Ordnungspolitisch richtig wären echte Einsparungen. Mit Elterngeld und Bürgergeld hat Lindner bereits zwei Möglichkeiten genannt. Sollte hier der der Rotstift angesetzt werden, ginge es allerdings rasch ans Eingemachte. Nur Mut, empfiehlt ein Leitartikler der FAZ den Freien Demokraten. Lindner solle ein neues „Lambsdorff-Papier“ schreiben. Dieses Papier, 1982 unterzeichnet vom damaligen Bundeswirtschaftsminister Otto Graf Lambsdorff, listete schonungslos die Gräben auf, welche die volkswirtschaftlichen Auffassungen von FDP und SPD trennten. Es war der letzte noch fehlende Kick, der die seinerzeitige sozialliberale Koalition ins Aus beförderte.
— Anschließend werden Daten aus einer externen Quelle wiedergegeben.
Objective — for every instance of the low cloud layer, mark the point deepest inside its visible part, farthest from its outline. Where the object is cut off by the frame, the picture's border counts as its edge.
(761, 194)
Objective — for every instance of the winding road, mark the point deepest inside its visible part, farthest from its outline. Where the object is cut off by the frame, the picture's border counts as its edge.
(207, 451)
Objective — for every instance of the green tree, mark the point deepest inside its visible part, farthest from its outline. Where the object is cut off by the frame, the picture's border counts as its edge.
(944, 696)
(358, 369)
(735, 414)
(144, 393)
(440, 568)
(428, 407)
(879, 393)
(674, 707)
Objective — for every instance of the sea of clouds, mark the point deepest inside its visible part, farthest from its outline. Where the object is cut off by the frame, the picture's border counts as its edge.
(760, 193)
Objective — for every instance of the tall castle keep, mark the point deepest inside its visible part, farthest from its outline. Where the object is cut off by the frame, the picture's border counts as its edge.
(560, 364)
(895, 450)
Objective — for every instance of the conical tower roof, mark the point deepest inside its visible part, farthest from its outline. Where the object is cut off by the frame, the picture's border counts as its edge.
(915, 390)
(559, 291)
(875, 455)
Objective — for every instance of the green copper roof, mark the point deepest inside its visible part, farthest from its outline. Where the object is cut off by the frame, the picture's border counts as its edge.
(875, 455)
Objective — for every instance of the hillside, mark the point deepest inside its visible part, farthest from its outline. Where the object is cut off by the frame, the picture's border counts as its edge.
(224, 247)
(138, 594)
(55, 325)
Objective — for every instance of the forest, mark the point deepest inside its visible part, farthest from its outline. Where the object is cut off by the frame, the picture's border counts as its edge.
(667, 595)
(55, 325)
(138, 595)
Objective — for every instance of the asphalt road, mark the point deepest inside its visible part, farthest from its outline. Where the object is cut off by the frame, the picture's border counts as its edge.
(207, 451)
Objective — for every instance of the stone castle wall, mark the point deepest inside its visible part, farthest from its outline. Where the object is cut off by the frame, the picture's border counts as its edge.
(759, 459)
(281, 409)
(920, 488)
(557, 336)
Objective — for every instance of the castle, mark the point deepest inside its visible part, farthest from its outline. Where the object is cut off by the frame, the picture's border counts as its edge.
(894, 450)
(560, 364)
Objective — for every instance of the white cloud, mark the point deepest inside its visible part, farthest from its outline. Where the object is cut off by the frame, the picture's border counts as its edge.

Alles spricht dafür, dass Christian Lindner ein solches Papier nicht schreiben wird. Analogien müssen passen, wenn sie ein Kompass sein sollen. Und dieser Analogie fehlt ein zentrales Element. 1982 stand mit der Kohl-CDU ein Partner bereit, der unbedingt regieren wollte und die FDP dafür brauchte. 41 Jahre später ist das nicht der Fall. Die Union verspürt keinerlei Neigung, Regierungsverantwortung zu übernehmen, jedenfalls im Augenblick.

Der gebremste Ehrgeiz hat Gründe. Einer ist die unbewältigte Merkel-Vergangenheit. Diese scheppert der CDU hinterher wie eine Blechbüchse, die man der Katze an den Schwanz gebunden hat. Da ist, zweitens, die nach oben noch immer offene Führungsfrage. Käme es jetzt zu Neuwahlen (was bekanntlich verfassungspolitisch eine beachtliche Kunstfertigkeit voraussetzte), fänden das vielleicht die engsten Gefolgsleute von Friedrich Merz gut, nicht aber jene „Freunde“ in der Partei, die eigene Ambitionen haben und deshalb eine Notoperation fürchten. Der dritte und entscheidende Grund, weshalb man auf Neuwahlen besser nicht wetten sollte, hat jedoch mit der objektiven Lage zu tun. Und die ist nun mal so, dass man als Opposition die Regierung lieber noch eine Weile machen lässt.

Dr. Günther Müchler ist Journalist, Politik- und Zeitungswissenschaftler, war viele Jahre Korrespondent in Bonn und zum Schluss Programmdirektor beim Deutschlandfunk.